BRASÍLIA - O Ministério Público junto ao Tribunal de Contas da União investiga a suspeita de que a Petrobrás tenha aceitado tomar prejuízo em um contrato com a estatal boliviana YPFB. A manobra permitiria repasse maior de dinheiro ao país vizinho, governado por Evo Morales, um aliado ideológico do PT.

O MP aponta o ex-presidente da estatal José Sergio Gabrielli como responsável por um possível dano ao erário federal causado pela decisão. Mas quer que o TCU avalie se houve, de fato, prejuízo. O tribunal avaliará também quais as outras pessoas e instâncias da empresa responsáveis por aprovar um aditivo contratual que permitiu aos bolivianos diminuir o potencial calorífico mínimo do gás entregue diariamente pela YPFB à empresa brasileira.

 

Beto Barata/Estadão

Lula recebe Evo no Palácio do Planalto, em 2007

“É imperativo averiguar o fato de a repactuação estar fora das práticas da indústria do petróleo e de não gerar aparentemente nenhuma vantagem para a empresa brasileira”, escreveu o procurador Júlio Marcelo de Oliveira, autor da representação entregue na sexta-feira. “É natural inferir que a repactuação, por conta da mudança do teor calorífico do gás, possa ser um acordo subreptício para majorar o valor efetivamente pago pela Petrobrás em razão do contrato”, argumentou Oliveira.

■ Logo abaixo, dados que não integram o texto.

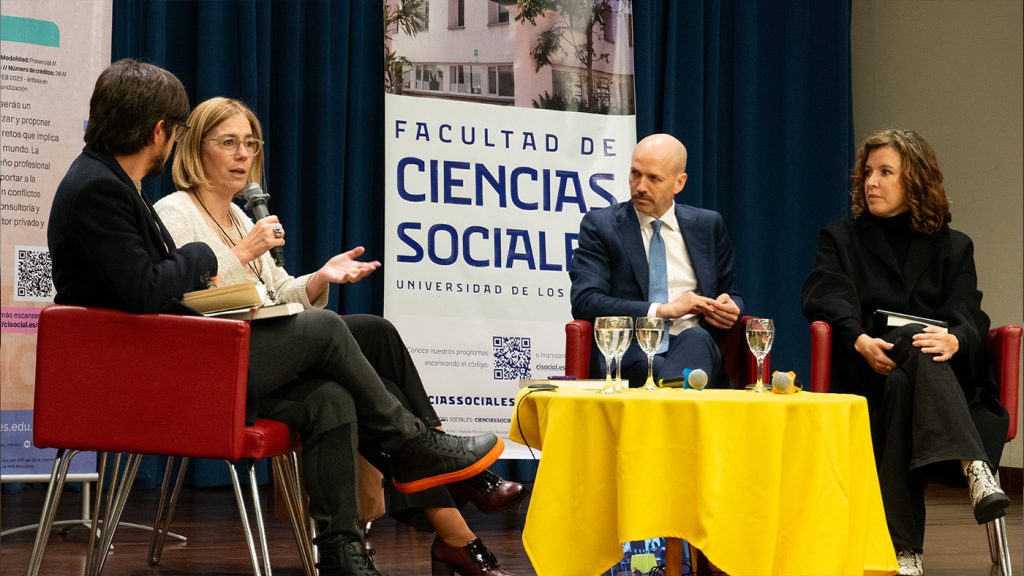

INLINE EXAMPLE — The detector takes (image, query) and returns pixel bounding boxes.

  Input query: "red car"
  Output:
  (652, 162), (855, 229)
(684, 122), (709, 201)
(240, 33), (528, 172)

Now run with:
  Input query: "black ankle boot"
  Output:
(316, 538), (381, 576)
(390, 428), (505, 494)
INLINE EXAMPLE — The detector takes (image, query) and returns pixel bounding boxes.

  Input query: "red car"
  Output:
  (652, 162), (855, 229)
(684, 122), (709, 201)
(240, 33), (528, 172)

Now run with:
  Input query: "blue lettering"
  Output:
(444, 161), (472, 206)
(580, 136), (594, 156)
(512, 166), (537, 210)
(474, 164), (508, 208)
(522, 132), (537, 151)
(427, 224), (459, 266)
(544, 134), (558, 152)
(462, 225), (490, 268)
(505, 229), (537, 270)
(416, 122), (430, 142)
(398, 222), (423, 262)
(398, 156), (427, 202)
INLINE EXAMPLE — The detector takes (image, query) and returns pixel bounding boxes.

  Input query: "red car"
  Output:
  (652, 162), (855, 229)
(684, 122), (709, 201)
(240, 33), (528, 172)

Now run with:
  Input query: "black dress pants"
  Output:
(862, 325), (988, 552)
(610, 326), (729, 388)
(248, 310), (423, 542)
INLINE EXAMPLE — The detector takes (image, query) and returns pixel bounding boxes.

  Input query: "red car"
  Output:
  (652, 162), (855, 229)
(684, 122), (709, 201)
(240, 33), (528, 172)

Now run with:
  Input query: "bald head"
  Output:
(630, 134), (686, 218)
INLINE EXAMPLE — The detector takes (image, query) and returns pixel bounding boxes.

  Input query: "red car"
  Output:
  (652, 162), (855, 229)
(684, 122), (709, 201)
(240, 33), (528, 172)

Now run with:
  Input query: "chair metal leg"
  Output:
(28, 448), (78, 576)
(224, 460), (262, 576)
(85, 454), (142, 576)
(148, 456), (188, 566)
(985, 517), (1014, 576)
(247, 460), (271, 576)
(270, 452), (316, 576)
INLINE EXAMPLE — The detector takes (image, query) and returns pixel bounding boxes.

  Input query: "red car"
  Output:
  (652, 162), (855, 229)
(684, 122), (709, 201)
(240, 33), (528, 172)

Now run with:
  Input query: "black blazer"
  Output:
(47, 146), (217, 315)
(802, 214), (1009, 461)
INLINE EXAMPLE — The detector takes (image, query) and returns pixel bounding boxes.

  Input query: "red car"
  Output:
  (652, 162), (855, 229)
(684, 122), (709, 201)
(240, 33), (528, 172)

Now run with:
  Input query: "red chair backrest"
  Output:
(33, 305), (249, 460)
(810, 320), (1022, 442)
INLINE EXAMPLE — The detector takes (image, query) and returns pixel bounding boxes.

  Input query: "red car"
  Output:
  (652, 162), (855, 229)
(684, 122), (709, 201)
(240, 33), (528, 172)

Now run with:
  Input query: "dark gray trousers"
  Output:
(870, 325), (988, 551)
(342, 315), (455, 532)
(249, 310), (423, 541)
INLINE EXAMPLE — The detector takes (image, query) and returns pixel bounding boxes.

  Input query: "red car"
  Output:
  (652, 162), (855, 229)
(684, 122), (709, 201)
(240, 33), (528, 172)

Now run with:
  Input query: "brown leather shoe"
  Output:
(430, 536), (512, 576)
(449, 470), (529, 513)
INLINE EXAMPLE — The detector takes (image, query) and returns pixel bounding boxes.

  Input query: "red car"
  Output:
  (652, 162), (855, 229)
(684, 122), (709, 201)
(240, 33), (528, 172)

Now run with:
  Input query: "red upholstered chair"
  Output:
(811, 321), (1021, 575)
(28, 305), (315, 575)
(565, 316), (771, 387)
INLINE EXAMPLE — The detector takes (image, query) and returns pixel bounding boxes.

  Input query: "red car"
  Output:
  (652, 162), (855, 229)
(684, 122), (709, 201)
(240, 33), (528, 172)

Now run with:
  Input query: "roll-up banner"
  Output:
(383, 0), (636, 458)
(0, 0), (112, 482)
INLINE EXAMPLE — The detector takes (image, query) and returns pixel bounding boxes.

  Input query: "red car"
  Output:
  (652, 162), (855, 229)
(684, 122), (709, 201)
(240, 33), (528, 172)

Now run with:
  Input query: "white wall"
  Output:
(851, 0), (1024, 467)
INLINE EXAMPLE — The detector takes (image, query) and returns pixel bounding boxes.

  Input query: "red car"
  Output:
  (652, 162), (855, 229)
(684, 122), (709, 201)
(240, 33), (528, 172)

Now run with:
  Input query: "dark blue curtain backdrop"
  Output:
(112, 0), (853, 484)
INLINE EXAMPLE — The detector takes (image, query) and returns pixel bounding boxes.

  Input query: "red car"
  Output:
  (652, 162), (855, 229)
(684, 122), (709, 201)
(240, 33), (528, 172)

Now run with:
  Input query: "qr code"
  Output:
(490, 336), (531, 380)
(13, 246), (56, 302)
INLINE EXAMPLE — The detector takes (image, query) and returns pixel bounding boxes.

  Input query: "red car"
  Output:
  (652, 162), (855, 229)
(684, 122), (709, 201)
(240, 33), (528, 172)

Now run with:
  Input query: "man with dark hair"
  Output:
(47, 59), (503, 576)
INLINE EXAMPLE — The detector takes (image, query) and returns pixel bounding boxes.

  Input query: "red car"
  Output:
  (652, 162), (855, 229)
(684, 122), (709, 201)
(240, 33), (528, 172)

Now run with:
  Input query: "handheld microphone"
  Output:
(242, 182), (285, 268)
(683, 368), (708, 390)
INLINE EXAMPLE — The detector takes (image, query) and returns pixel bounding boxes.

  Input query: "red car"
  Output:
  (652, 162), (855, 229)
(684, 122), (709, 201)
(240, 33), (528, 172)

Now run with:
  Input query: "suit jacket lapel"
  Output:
(84, 145), (174, 256)
(676, 204), (717, 298)
(857, 217), (909, 277)
(903, 234), (938, 294)
(615, 202), (650, 298)
(139, 189), (174, 256)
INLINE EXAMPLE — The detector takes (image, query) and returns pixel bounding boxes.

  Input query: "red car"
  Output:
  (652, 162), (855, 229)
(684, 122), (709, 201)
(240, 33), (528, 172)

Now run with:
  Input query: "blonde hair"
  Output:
(171, 96), (263, 194)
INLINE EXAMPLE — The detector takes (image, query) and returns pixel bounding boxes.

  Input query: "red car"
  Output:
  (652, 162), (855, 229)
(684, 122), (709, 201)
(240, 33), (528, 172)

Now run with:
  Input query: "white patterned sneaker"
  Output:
(896, 546), (925, 576)
(964, 460), (1010, 524)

A mudança foi feita em dezembro de 2009 em um contrato assinado entre Petrobrás e YPFB em agosto de 1996 para fornecimento de gás à estatal brasileira. O acordo original, relatou o procurador, estabelecia a compra de uma quantidade diária de gás com poder calorífico de 9.200 kilocalorias (kcal) por metro cúbico. Com a alteração, “sem explicação aparente”, esse valor caiu para 8.200 kcal por metro cúbico.

Em outubro, esse mesmo contrato já havia chamado a atenção do Ministério Público por causa de outra modificação. Na ocasião, Oliveira pediu uma auditoria para apurar possível dano ao erário motivado pelo pagamento de US$ 434 milhões extras pelo fornecimento de gás boliviano. 

O acréscimo foi justificado como “indenização” por componentes nobres misturados ao gás entregue à Petrobrás pela correspondente boliviana. Agora, por causa do aditivo, o procurador desconfia que pode ter havido um prejuízo ainda maior à estatal e ao País.

Em andamento. A apuração solicitada em outubro já começou e segue em andamento, informou a assessoria do TCU. Com a nova representação relacionada ao aditivo, essa investigação deve ter seu foco ampliado. A unidade do TCU responsável por conduzir a auditoria é a Secretaria de Controle Externo da Administração Indireta no Rio de Janeiro (SecexEstat), que produzirá um relatório a ser entregue ao relator, Vital do Rêgo, que sucedeu a José Jorge no TCU.

Na representação de outubro, Oliveira anexou reportagens sobre a atuação do ex-presidente Luiz Inácio Lula da Silva em favor da indenização reivindicada pelo colega Evo Morales em 2007. Apontou também a ausência de justificativas técnicas para o aumento do valor. 

O reajuste foi polêmico principalmente por causa da dúvida a respeito do aproveitamento das frações nobres - propano, butano e gasolina natural - escoadas pelo gasoduto Brasil-Bolívia com o gás natural. Em princípio, eles poderiam ser usados na indústria petroquímica. Mas, para isso, o Brasil teria de instalar, no curso do gasoduto, uma planta para separá-los e organizar um setor de venda específica das frações nobres. Essas unidades separadoras jamais foram instaladas. “A Petrobrás estaria, pois, remunerando a Bolívia por algo que não teria nenhuma utilidade econômica para suas atividades”, escreveu.

Procurada pela reportagem, a Petrobrás não se pronunciou sobre o caso.